Hi.
On Sat, Mar 12, 2022 at 07:07:15PM +0000, Shakeel Butt shakeelb@google.com wrote:
So, I will focus on the error rate in this email.
(OK, I'll stick to error estimate (for long-term) in this message and will send another about the current patch.)
[...]
The benefit this was traded for was the greater accuracy, the possible error is:
- before
- O(nr_cpus * nr_cgroups(subtree) * MEMCG_CHARGE_BATCH) (1)
Please note that (1) is the possible error for each stat item and without any time bound.
I agree (forgot to highlight this can stuck forever).

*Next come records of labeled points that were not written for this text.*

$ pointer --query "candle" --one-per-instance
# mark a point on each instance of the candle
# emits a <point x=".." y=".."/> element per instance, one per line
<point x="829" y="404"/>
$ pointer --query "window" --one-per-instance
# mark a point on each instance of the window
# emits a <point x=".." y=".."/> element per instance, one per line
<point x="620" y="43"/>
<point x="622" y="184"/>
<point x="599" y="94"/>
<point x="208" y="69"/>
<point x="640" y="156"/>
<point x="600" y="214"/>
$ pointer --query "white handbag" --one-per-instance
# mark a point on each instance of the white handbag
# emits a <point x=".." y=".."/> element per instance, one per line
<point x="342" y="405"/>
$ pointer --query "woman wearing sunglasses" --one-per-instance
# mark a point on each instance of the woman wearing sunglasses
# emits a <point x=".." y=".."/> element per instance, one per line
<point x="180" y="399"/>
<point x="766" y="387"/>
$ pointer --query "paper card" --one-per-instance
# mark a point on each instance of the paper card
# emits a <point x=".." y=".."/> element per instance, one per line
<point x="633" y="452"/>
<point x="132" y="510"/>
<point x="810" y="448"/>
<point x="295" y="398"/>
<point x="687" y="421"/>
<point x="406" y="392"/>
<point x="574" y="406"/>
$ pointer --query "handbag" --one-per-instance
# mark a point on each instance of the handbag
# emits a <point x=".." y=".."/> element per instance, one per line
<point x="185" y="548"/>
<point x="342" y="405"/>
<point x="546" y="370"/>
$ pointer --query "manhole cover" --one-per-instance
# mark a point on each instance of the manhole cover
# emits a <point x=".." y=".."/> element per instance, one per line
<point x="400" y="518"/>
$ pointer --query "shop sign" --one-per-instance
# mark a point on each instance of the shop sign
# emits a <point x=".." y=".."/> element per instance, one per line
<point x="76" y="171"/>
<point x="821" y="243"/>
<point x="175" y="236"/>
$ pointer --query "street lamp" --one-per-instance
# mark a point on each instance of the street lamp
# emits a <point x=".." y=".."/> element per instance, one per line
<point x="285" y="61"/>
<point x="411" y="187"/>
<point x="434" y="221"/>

- after O(nr_cpus * MEMCG_CHARGE_BATCH) // sync. flush
The above is across all the stat items.
Can it be used to argue about the error? E.g. nr_cpus * MEMCG_CHARGE_BATCH / nr_counters looks appealing but that's IMO too optimistic.
The individual item updates are correlated so in practice a single item would see a lower error than my first relation but without delving too much into correlations the upper bound is nr_counters independent.
I don't get the reason of breaking 'cr' into individual stat item or counter. What is the benefit? We want to keep the error rate decoupled from the number of counters (or stat items).
It's just a model, it should capture that every stat item (change) contributes to the common error estimate. (So it moves more towards the nr_cpus * MEMCG_CHARGE_BATCH / nr_counters per-item error (but here we're asking about processing time.))
[...]
My main reason behind trying NR_MEMCG_EVENTS was to reduce flush_work by reducing nr_counters and I don't think nr_counters should have an impact on Δt.
The higher number of items is changing, the sooner they accumulate the target error, no?
(Δt is not the periodic flush period, it's variable time between two sync flushes.)
Michal